2018 · Stefano Sollima
A reading · through the lens of theory
Where Villeneuve's original *Sicario* organized itself around a seer — Emily Blunt's bewildered agent forced to witness extralegal state violence — Sollima's sequel makes a decisive structural move by removing her entirely, converting a film of moral consciousness into pure action-image. Without a character positioned to be appalled, the sensory-motor circuit runs unimpeded: the cynical false-flag scheme, the betrayal from above, the desert firefights all resolve cleanly into procedure, Wolski's muscular cinematography rendering each operation as kinetic problem-solving rather than reckoning.
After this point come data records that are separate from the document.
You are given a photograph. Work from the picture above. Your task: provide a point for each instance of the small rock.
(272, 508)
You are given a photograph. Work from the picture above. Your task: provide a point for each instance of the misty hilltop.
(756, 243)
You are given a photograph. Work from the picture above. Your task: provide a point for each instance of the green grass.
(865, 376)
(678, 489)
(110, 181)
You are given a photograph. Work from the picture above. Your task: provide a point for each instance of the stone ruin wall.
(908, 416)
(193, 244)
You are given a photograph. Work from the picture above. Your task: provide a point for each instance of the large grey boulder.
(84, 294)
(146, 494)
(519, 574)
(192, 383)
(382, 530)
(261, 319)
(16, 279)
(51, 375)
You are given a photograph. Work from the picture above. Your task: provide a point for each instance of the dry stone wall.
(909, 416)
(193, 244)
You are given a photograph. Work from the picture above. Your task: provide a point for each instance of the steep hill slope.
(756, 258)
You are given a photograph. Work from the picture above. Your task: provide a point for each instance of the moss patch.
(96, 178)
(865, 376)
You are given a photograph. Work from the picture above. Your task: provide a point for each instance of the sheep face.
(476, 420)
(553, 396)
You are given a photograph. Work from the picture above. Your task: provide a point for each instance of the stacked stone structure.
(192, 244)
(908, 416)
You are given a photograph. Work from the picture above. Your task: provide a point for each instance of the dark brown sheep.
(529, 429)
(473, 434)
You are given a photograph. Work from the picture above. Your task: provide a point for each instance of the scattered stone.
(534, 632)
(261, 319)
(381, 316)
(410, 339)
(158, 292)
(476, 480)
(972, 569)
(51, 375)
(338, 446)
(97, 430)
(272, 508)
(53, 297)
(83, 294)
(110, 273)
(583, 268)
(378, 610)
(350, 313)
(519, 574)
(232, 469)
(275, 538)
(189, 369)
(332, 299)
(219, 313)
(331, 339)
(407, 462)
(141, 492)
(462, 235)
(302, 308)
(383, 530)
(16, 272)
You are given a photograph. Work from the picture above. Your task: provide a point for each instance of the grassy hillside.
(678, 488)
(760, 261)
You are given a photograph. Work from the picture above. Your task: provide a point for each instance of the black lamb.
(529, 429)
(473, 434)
That same photography turns the U.S.–Mexico borderland into an any-space-whatever: where Deakins composed the frontier as a haunted moral landscape in the original, Wolski's 'vast, indifferent arena' strips the territory of civilian weight, leaving only tactical geometry — sweeping aerial movement over ground that means nothing except as operational terrain, a direct inheritance Wolski carries from the surveillance grammar Deakins established. The film's deepest provocation, though, is one of the gaze. *Sicario* asked us to look through a woman placed at the margin of state violence precisely to register its wrongness; *Soldado* folds us seamlessly into the morally-vacated professionalism of Graver and Alejandro, adopting without critique the operational male viewpoint. Cross-cut against *Zero Dark Thirty*'s analyst-to-operator structure, the film is technically accomplished and ideologically troubling — a sequel that deploys the original's craft to illuminate exactly what the original withheld.